Posted on Harvard Business Review: July 22, 2011 8:56 AM
As we hear each day in the news, numerous politicians have taken a “pledge” not to increase taxes (this apparently includes closing tax loop holes). The presidential campaign is getting into full swing and each Republican candidate is being asked whether they have signed the “pledge.” This is all in the context of a pivotal moment in our history—the culmination of many years of increasing federal government debt (including entitlements) as a percentage of gross national product.
I am not a political expert. I am a business person and a leadership professor. However, I do know this—successful business and non-profit leaders are not afraid to ask tough questions and face reality. They look at facts and adjust to them as things change. Globalization, technological innovation, and changing demographics are just some of the changes that private sector leaders must adapt to if they hope to succeed. A rigid adherence to a particular approach and refusal to adapt to changing reality ultimately leads to failure in the private sector.
Great leadership is not about having all the answers—instead, it is about asking the right questions, debating and being open to learning, and adapting as needed to achieve the vision and key priorities of your organization.
Why would we not hold our government leaders and ourselves to this same standard? Why would we want our leaders to presume in advance that certain key policy options are off the table? If a business did this, it probably wouldn’t be around very long. Private sector leaders—the ones who are able to sustain success over the long term—know that being willing to ask uncomfortable questions, learn the truth, and avoid pre-ordaining the answers, allows them to stay in business and excel. They know that facing reality can cause them to change their minds—and that they must remain open to doing so.

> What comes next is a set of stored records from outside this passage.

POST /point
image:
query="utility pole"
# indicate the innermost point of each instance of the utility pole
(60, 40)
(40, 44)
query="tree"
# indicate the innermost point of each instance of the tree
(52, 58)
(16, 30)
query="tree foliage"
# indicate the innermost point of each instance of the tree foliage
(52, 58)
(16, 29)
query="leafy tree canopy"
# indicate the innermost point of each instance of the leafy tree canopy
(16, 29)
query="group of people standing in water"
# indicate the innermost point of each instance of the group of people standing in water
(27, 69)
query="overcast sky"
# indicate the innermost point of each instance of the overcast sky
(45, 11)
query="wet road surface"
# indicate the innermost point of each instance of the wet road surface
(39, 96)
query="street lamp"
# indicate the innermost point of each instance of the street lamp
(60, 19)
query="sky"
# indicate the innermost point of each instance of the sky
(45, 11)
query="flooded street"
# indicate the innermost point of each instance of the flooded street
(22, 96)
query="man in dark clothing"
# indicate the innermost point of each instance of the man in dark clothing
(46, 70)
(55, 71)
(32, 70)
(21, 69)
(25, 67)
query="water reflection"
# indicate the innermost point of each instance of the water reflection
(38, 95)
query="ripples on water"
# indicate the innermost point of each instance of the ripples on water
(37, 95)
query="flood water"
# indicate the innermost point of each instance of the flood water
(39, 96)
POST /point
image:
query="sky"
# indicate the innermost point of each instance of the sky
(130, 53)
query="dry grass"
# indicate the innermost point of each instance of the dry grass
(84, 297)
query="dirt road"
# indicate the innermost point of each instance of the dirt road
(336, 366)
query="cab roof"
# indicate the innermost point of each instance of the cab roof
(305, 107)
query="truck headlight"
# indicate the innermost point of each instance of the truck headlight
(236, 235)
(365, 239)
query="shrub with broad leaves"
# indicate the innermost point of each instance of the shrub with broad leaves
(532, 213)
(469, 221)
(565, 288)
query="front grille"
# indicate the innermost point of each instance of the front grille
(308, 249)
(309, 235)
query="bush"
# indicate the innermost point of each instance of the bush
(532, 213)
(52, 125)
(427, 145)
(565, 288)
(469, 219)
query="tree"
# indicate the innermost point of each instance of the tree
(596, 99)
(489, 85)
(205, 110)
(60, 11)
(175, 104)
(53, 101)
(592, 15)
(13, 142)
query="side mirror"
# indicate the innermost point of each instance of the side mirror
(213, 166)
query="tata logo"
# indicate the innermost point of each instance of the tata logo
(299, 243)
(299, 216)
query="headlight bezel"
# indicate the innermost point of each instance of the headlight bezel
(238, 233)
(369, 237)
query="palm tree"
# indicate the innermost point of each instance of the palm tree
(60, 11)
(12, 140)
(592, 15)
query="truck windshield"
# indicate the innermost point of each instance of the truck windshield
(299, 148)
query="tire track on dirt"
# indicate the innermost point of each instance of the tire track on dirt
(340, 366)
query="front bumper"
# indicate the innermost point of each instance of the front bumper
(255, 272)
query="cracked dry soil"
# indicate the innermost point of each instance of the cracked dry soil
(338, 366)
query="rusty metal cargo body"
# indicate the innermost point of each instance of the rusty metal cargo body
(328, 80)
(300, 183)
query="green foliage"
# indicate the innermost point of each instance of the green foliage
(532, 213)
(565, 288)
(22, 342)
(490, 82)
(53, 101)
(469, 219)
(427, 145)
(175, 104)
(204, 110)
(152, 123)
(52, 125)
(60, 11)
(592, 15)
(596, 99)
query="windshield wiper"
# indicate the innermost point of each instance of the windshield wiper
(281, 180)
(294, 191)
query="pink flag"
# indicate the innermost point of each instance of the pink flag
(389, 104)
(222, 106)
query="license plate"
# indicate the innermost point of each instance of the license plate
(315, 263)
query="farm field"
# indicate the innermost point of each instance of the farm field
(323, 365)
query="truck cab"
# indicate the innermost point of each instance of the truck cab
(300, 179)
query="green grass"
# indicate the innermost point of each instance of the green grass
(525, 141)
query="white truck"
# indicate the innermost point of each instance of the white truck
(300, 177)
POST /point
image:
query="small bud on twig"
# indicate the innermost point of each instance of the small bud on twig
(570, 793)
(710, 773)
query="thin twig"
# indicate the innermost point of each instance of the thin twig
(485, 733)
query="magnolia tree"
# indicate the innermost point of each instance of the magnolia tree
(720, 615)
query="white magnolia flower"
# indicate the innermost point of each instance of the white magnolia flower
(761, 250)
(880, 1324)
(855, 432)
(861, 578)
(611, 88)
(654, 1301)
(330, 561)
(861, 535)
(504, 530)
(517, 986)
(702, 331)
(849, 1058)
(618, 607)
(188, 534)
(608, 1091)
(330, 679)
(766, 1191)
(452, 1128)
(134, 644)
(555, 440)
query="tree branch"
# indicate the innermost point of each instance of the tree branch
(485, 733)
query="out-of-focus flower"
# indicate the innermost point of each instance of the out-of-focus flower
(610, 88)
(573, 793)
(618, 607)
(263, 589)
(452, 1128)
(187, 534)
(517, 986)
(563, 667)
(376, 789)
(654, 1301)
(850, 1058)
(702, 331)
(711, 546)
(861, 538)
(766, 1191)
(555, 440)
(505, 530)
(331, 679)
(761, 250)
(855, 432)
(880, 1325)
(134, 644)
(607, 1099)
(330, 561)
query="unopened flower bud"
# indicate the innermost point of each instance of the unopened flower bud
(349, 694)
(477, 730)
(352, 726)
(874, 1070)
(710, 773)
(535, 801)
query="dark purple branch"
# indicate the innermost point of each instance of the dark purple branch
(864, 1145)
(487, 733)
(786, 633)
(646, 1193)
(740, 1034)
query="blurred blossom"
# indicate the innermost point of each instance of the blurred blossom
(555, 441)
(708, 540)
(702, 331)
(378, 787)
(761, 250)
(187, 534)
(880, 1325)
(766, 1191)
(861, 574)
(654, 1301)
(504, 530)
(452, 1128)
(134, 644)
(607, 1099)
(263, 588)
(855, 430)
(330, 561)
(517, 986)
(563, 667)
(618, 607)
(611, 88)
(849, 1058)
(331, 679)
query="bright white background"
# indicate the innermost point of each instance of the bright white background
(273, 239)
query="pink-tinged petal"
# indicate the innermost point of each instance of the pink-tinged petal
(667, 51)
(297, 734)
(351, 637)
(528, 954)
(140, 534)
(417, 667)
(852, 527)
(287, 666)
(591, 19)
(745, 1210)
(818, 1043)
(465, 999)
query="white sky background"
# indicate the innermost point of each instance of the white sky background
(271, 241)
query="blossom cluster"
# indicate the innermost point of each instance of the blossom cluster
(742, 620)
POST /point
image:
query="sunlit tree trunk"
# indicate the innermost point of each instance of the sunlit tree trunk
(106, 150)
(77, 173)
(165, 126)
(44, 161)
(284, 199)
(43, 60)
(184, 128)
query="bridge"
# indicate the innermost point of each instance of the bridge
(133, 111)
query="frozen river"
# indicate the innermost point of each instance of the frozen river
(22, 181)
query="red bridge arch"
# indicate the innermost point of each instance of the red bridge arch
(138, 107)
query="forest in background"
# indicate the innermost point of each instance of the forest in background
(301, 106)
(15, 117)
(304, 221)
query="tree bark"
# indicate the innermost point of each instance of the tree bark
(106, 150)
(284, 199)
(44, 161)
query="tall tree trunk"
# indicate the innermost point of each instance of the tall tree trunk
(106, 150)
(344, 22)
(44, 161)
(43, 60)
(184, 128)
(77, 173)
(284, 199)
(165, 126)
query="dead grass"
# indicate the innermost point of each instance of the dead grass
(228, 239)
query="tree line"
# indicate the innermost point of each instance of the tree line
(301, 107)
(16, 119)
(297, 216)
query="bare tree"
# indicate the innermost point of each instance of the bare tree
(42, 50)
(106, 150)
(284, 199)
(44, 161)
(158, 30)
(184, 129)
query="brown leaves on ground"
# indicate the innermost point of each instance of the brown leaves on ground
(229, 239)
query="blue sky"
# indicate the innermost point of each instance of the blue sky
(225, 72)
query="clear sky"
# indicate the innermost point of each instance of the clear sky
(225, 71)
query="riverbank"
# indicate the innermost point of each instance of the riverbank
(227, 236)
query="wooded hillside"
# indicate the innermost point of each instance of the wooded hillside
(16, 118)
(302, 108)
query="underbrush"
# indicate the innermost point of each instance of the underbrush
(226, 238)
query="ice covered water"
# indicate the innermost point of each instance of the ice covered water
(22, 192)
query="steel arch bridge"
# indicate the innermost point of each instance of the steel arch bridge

I have a great deal of respect for our elected officials. I also have a lot of respect for any candidate throwing their hat in the ring to run for president. Because of my respect for these government leaders, I would like to urge all of us to hold them to a much higher standard. I expect them to face the facts, ask questions, keep an open mind, use their best judgment, and avoid ruling in or out key policy options. I have enough confidence in them that if they do their homework and use their best judgment, they’ll make the right decisions for our nation. This is the proud legacy of our country—our leaders have historically faced reality, done their best and courageously made decisions based on their best analysis and assessment of facts.
I believe our leaders are up to this job. As a result, I would suggest that the next time you are assessing whether to vote for a leader who proudly says they took “the pledge,” make sure it’s The Pledge of Allegiance. Our country needs leaders who will strive to remain open to asking questions, facing reality, and finding solutions to tough problems—without worrying about who gets the credit or the blame.